Sentí que se me paralizaron cuerpo y mente. Algo de ella me atrajo tan súbita y profundamente, que no demoré en presagiar que me estaba enamorando. Era amor a primera vista, sin lugar a dudas. Sospeché también que de alguna manera le impresioné, no por gusto me había sonreído. Estaba seguro de que debía hacer algo. No iba a dejar pasar la oportunidad de conocer al amor de mi vida.

A partir de ese momento, dejé de lado la idea de buscar en otra mesa alguna aventura nocturna, pero no le comenté nada a Juancho por lo insólita que resultaba ser la situación. Tengo que tomarme un par de tragos para que fluya con naturalidad mi cometido —pensé—. Pero no se me ocurría cómo iniciar una conversación asertiva, que vaya más allá de la relación de cliente a camarera.

Al regresar, le pedimos una jarra de cerveza y un par de club sándwichs. Aproveché para rozarle sutilmente un par de dedos al entregarle la carta. Me volvió a mirar y esta vez no sonrió, pero noté una discreta expresión de felicidad en su rostro. Me imaginaba que iba por buen camino y que la atracción era recíproca.

***

Ya eran las dos de la mañana. Habían transcurrido las horas, las jarras y los aperitivos. Estaban a punto de cerrar el local y todavía no me manifestaba explícitamente, más allá de sonrisas y cuasi caricias. Era hora de irnos y posiblemente de firmar la derrota definitiva. No podía creer que mi creatividad diera para tan poco, en especial en medio de un estado semietílico, que lejos de favorecer mi desinhibición, conseguía que me atemorice ante la idea de cometer algún error que me cueste caro.

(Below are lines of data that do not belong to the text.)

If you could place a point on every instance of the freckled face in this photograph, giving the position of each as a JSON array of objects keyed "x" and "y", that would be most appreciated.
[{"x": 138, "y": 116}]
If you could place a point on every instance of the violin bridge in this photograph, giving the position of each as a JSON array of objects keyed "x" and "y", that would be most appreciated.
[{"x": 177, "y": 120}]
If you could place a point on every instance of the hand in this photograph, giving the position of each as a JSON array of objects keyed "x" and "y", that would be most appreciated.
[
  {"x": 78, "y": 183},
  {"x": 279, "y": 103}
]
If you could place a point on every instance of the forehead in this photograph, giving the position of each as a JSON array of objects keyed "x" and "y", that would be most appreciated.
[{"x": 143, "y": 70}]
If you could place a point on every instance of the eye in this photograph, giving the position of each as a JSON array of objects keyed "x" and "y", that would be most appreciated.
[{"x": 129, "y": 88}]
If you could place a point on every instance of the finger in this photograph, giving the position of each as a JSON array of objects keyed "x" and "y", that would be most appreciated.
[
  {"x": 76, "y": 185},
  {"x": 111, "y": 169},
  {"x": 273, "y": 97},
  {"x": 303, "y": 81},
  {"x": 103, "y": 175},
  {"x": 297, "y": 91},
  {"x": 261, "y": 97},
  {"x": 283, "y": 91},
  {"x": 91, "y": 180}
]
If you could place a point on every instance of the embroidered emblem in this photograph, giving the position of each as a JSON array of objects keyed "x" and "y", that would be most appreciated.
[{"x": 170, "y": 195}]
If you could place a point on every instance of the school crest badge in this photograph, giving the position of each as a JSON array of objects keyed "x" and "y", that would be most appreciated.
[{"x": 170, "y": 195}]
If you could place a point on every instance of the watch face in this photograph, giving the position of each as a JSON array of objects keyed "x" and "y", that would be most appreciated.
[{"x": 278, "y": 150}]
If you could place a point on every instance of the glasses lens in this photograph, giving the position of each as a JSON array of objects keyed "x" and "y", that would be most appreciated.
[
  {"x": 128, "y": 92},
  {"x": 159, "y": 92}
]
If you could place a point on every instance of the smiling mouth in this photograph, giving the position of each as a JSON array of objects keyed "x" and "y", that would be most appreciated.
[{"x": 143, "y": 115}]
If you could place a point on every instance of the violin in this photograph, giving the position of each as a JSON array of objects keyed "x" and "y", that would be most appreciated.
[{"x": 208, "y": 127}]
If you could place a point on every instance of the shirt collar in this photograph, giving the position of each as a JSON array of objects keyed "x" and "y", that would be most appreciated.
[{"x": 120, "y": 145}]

Sólo tenía como consuelo saber que era probable que ella siga trabajando en ese sitio, al menos por un tiempo, y que yo podía volver próximamente con un plan de acción preconcebido.

Sin embargo, no me di por vencido y aparte de dejar una generosa propina en el estuche en que trajo la cuenta, coloqué mi tarjeta aunque sin ningún añadido escrito.

- ¿Qué haces, pendejo? — me preguntó Juancho riéndose.

- Por si las moscas nomás — respondí discretamente.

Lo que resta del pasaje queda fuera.